兵士の一人が慌てて秀吉のところに駆け込んだ。
「た、大変です。ついに西の国の奴らが攻めてきました。
「何!」
そして、ふと、空を見ると、円盤が一機浮かんでいた。
円盤は近くの岩にレーザービームを放ち、威嚇した。
「龍馬さん、今ですよ。ここ退きましょう」
「お、おう」
ラークの前にドーラを乗せ、ハニーもすでにウーマに乗っていた。
そして龍馬もウーマに乗って、4人はラークの家に戻ることにした。
その頃レイカたちはブラックが一人で、攻め込んで来た為、ロージアと二人で戦っていた。

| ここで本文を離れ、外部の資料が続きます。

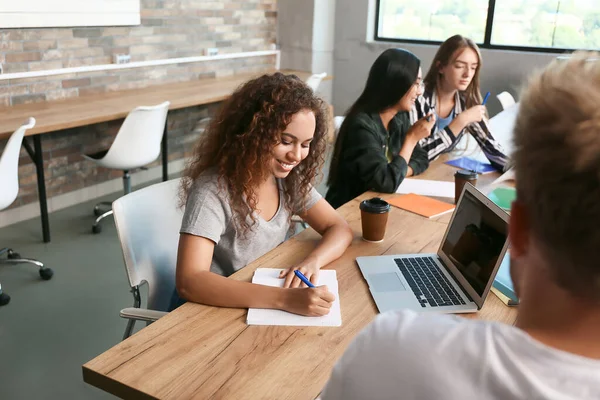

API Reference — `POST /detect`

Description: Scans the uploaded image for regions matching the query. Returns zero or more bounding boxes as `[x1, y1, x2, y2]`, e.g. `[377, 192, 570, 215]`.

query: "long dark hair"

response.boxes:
[423, 35, 482, 108]
[181, 73, 329, 234]
[327, 49, 421, 186]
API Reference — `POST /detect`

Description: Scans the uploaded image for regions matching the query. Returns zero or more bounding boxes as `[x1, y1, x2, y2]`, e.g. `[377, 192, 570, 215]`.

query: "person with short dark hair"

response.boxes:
[321, 53, 600, 400]
[325, 49, 435, 208]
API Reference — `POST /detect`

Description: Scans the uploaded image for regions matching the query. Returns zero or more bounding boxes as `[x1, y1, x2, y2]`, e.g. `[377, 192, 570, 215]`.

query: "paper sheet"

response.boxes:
[246, 268, 342, 326]
[492, 168, 515, 185]
[396, 179, 454, 199]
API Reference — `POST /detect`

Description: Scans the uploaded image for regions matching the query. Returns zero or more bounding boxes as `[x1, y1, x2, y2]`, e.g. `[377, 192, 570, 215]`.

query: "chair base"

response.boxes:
[0, 247, 54, 306]
[92, 201, 113, 233]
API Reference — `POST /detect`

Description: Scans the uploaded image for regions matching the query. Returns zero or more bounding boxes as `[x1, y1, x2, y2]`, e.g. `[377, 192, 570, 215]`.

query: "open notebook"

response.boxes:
[246, 268, 342, 326]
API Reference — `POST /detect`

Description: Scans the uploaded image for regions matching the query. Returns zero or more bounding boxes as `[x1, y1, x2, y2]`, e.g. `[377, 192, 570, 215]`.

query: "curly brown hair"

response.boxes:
[181, 72, 328, 235]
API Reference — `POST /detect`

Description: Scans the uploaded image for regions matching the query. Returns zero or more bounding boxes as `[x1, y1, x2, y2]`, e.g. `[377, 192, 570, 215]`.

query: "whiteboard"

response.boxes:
[0, 0, 140, 28]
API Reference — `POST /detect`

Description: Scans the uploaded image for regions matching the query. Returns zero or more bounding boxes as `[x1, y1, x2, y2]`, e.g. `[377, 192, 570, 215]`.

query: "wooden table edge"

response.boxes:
[81, 362, 157, 400]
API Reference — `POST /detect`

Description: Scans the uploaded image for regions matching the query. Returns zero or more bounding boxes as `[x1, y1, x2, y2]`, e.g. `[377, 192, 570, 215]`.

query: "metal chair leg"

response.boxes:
[92, 210, 112, 233]
[123, 286, 142, 340]
[94, 201, 112, 217]
[0, 249, 54, 281]
[0, 284, 10, 306]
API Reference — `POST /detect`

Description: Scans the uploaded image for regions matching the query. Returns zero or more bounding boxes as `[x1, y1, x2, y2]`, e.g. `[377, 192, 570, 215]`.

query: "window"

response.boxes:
[375, 0, 600, 52]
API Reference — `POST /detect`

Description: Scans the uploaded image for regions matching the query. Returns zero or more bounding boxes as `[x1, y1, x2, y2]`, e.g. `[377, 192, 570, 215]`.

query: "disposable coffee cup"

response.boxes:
[360, 197, 390, 243]
[454, 169, 478, 204]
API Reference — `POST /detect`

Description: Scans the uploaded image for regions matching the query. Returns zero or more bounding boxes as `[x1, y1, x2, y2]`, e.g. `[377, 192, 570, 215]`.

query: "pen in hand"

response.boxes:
[481, 92, 490, 106]
[294, 269, 315, 288]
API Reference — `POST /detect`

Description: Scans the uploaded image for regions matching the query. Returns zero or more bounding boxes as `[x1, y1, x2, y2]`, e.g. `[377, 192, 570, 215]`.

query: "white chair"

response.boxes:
[83, 101, 170, 233]
[306, 72, 327, 92]
[113, 179, 183, 339]
[496, 92, 515, 110]
[333, 115, 346, 138]
[0, 118, 54, 306]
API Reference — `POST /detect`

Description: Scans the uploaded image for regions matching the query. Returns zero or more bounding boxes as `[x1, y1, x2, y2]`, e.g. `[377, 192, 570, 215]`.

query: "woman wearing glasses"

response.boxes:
[326, 49, 435, 208]
[410, 35, 508, 170]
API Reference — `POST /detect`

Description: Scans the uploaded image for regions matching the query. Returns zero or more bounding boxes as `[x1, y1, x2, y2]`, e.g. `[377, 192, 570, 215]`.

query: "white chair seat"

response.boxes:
[306, 72, 327, 92]
[112, 179, 183, 338]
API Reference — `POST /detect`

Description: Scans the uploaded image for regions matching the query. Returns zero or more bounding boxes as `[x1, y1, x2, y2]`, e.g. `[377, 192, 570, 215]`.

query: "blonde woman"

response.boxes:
[411, 35, 508, 170]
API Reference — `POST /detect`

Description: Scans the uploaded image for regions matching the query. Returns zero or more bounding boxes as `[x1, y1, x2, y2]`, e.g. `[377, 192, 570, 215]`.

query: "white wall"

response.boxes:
[336, 0, 557, 115]
[0, 0, 140, 28]
[277, 0, 336, 102]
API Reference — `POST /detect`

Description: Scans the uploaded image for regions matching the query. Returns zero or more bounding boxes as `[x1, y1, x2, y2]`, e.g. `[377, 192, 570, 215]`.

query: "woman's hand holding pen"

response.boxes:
[279, 258, 335, 317]
[279, 258, 320, 288]
[457, 105, 485, 125]
[406, 112, 435, 144]
[280, 286, 335, 317]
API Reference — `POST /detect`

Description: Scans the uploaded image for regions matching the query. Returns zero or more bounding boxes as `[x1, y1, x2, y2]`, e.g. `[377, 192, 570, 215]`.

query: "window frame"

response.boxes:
[373, 0, 580, 54]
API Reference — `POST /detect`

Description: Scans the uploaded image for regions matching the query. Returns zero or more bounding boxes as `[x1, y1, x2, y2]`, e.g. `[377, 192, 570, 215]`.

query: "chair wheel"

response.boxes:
[40, 268, 54, 281]
[0, 293, 10, 306]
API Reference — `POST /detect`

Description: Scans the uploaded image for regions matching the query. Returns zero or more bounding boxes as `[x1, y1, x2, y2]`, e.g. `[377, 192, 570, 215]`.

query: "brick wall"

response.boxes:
[0, 0, 277, 211]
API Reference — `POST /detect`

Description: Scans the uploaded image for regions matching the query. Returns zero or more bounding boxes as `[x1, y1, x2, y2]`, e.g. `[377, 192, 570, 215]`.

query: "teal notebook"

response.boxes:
[492, 251, 519, 304]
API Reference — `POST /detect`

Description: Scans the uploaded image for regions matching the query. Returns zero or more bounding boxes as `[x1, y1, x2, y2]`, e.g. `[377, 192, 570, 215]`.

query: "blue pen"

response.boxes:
[294, 269, 315, 287]
[481, 92, 490, 106]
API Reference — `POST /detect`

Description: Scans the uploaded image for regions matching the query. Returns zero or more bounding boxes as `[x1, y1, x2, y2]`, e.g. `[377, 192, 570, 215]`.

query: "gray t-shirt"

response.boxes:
[180, 171, 321, 276]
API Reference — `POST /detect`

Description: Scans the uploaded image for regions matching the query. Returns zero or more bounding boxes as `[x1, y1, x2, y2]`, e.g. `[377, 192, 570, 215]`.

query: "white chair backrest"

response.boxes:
[496, 92, 515, 110]
[0, 118, 35, 210]
[306, 72, 327, 92]
[333, 115, 346, 138]
[101, 101, 170, 170]
[113, 179, 183, 311]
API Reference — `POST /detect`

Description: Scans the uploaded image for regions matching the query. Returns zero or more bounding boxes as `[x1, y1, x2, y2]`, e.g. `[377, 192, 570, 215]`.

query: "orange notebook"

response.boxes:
[388, 193, 455, 218]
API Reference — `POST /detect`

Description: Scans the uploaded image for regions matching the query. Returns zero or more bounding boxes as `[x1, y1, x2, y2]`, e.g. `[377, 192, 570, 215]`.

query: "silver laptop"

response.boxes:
[356, 184, 508, 313]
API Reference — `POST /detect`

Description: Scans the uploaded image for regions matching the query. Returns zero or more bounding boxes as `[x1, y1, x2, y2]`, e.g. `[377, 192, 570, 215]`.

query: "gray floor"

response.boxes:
[0, 158, 325, 400]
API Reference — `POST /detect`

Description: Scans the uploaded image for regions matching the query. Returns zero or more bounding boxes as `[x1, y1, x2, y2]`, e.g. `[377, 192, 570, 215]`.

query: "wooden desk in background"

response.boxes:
[0, 70, 332, 242]
[83, 161, 517, 400]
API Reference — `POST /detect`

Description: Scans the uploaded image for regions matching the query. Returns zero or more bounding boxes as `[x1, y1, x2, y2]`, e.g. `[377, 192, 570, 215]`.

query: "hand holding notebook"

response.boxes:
[246, 268, 342, 326]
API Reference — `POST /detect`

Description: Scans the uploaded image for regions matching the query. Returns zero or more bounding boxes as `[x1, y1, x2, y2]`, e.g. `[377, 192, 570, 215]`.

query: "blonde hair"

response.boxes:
[423, 35, 482, 108]
[514, 52, 600, 301]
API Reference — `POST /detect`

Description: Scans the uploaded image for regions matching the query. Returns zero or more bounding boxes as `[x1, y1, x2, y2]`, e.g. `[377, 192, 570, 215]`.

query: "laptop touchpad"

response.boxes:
[369, 272, 406, 292]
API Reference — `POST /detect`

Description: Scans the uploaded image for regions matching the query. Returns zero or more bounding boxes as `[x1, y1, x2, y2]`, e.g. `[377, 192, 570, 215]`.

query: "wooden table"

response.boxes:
[0, 70, 324, 242]
[83, 162, 516, 399]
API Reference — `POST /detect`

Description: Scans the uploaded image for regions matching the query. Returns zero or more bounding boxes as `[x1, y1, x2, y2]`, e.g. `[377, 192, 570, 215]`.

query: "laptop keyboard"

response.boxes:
[394, 257, 465, 307]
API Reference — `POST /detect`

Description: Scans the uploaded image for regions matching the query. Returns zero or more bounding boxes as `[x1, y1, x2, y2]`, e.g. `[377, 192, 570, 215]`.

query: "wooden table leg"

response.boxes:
[23, 135, 50, 243]
[160, 116, 169, 182]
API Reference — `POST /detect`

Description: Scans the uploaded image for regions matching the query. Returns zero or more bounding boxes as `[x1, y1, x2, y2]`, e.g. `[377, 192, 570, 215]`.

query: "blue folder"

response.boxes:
[446, 157, 496, 174]
[493, 251, 519, 304]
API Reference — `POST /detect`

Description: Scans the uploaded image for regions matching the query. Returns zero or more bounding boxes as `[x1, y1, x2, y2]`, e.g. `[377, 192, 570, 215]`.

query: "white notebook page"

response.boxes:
[246, 268, 342, 326]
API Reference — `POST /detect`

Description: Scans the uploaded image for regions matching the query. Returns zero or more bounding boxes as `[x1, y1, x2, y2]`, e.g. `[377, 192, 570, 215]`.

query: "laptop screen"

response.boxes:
[442, 191, 508, 296]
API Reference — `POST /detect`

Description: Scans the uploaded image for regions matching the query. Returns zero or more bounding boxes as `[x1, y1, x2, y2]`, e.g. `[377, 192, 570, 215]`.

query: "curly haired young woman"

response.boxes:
[173, 73, 352, 316]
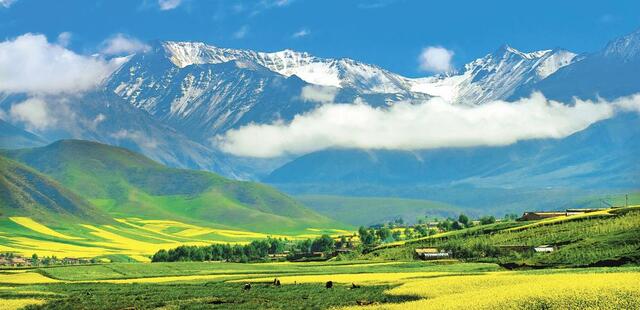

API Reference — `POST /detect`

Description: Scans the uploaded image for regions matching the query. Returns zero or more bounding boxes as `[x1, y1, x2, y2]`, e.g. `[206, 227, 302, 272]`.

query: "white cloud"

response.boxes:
[57, 31, 72, 47]
[215, 93, 640, 157]
[0, 0, 16, 8]
[300, 85, 338, 103]
[9, 98, 57, 130]
[158, 0, 182, 11]
[233, 25, 249, 39]
[0, 33, 117, 94]
[418, 46, 454, 73]
[291, 28, 311, 39]
[101, 33, 150, 55]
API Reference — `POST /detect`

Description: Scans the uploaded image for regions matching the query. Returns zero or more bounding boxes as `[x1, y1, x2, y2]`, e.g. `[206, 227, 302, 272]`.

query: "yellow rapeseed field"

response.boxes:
[0, 298, 45, 310]
[0, 272, 60, 284]
[344, 272, 640, 309]
[9, 217, 82, 240]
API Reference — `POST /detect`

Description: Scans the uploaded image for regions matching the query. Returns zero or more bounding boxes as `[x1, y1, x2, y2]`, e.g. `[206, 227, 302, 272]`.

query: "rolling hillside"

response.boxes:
[6, 140, 345, 233]
[368, 205, 640, 268]
[296, 195, 460, 226]
[0, 156, 114, 223]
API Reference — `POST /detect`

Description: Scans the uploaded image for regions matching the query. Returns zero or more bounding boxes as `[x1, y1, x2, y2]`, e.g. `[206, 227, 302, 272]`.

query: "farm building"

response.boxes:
[520, 211, 567, 221]
[415, 248, 451, 260]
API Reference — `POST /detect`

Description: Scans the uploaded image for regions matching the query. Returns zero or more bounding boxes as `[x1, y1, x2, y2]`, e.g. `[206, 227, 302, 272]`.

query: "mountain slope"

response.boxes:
[6, 140, 344, 233]
[106, 42, 426, 145]
[411, 45, 577, 104]
[264, 113, 640, 215]
[0, 119, 46, 149]
[513, 29, 640, 101]
[163, 42, 418, 93]
[0, 156, 113, 223]
[0, 90, 243, 178]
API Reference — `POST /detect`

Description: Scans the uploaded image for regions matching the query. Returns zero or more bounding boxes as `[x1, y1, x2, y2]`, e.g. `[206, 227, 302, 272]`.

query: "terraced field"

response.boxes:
[0, 217, 346, 262]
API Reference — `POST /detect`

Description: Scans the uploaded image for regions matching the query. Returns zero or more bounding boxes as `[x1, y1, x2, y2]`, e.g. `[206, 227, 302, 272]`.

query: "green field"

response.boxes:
[0, 261, 640, 309]
[0, 140, 352, 261]
[367, 206, 640, 267]
[295, 195, 466, 226]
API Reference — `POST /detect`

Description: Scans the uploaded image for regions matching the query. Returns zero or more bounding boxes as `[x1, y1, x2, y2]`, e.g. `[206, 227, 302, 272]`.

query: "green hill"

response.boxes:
[0, 156, 114, 223]
[5, 140, 345, 234]
[367, 206, 640, 268]
[295, 195, 463, 226]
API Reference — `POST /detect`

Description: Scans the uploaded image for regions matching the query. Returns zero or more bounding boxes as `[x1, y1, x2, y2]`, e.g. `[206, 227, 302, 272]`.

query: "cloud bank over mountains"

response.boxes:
[216, 93, 640, 158]
[0, 33, 121, 94]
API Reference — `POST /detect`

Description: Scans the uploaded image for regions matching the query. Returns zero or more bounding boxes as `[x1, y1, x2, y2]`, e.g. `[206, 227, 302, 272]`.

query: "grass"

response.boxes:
[0, 217, 348, 262]
[368, 206, 640, 267]
[296, 195, 463, 226]
[2, 140, 351, 235]
[0, 261, 640, 309]
[18, 282, 415, 309]
[350, 272, 640, 309]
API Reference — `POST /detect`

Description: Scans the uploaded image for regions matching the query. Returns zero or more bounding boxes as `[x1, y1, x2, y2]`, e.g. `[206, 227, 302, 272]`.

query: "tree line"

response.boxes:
[151, 235, 347, 263]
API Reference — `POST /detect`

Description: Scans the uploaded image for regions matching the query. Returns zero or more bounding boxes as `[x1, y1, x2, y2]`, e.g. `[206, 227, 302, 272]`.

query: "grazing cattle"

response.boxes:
[324, 281, 333, 288]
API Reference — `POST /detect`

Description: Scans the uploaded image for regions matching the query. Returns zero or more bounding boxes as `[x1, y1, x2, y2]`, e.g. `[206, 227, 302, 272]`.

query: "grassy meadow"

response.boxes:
[0, 261, 640, 309]
[0, 217, 350, 262]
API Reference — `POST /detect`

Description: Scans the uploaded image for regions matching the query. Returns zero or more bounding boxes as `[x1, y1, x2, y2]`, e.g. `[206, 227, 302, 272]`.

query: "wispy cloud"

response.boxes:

「俺は強くなった。だが、死神お前は弱くなったな。今の俺なら、バトルソルジャーと二人がかりでも負けんぜ」
「この~」
ロージアが攻撃を仕掛けたが、衝撃波で吹っ飛んだ。
「ロージア!」
「あの頃のお前は強かったのにな」
「今の私には人を守る強さがあれば十分なのよ」
「ふ~ん。人を守る強さね~」
そういうと彼は神速で、ロウの間合いに入った。
「ブラック!止めて!」
「お前に人は守れん」
そう言ってかなり強めの電撃をロウに喰らわせた。
「ギャー!!」
「ロウ君!」
「次はもう一人の餓鬼の方か、それともお嬢さんの方がいいかな」
「どうした?人を守るんじゃないのか?」
「リュウ様ともう人は殺めないと誓った」
空を見上げ、そう呟いた。
「……すみません。リュウ様。そしてごめんね。ロウ君……はああ~」
彼女は気を高めた。
「ん?気の質が変わった!?」
「ブラック、死神の恐ろしさはお前が一番よく知っているはず……うお~!!」
と、叫んだ。
すごいオーラにより彼女の髪が逆立った。
彼女は今、女神から死神へと立ち戻ったのだ。
「ブラック……目の前で死んでみろよ」
ブラックに対して挑発的な言葉だ。
「かかって来い!ブラック!」
「面白い。死ぬのは死神だ」
電撃波を何発も放つブラック。
だが、彼女は全て紙一重で交わした。
そして神速でブラックの間合いに入り、片手で彼の首を絞め持ち上げた。
「あっああ……」
さらに重いパンチを鳩尾に12発喰らわせた。
そして電撃を浴びせ、手を放した。
「死ね」
「待て。待ってくれ。俺たちは昔は仲間……いや、恋人同士だったじゃないか。だから助けてくれ」
「……」
しばらく彼女は黙り込んだ。
「自首して、もう悪い事はしない。だから頼む(……奴が隙を見せたら、強力な電撃で殺してやる)」
そして彼女はこう言った。
「それがお前の最期の言葉だ」
「えっ?」
彼女は手から炎を出し、ブラックに放った。
「うぎゃ~!!」
「生きたまま焼き死ぬのはかなりの苦痛だぞ」
ソージョーとレーヌはもはや言葉を失っていた。
「二人ともスマンな。殺しの現場を見せてしまって」
それからしばらくして、ブラックは死んだ。
そしてレイカの表情が穏やかになっていった。
我に返ったレイカは、すぐさまロウの近くに行き、回復系の魔法を使うが、彼女の魔法では無理であった。
そしてドーラたち4人が帰ってきた。
レイカたちはドーラとロウを布団で寝かせた。
ロージアの方はまだ軽傷だったため、レイカの魔法で何とか回復していた。
レイカたちは今後どうするのか話し合った。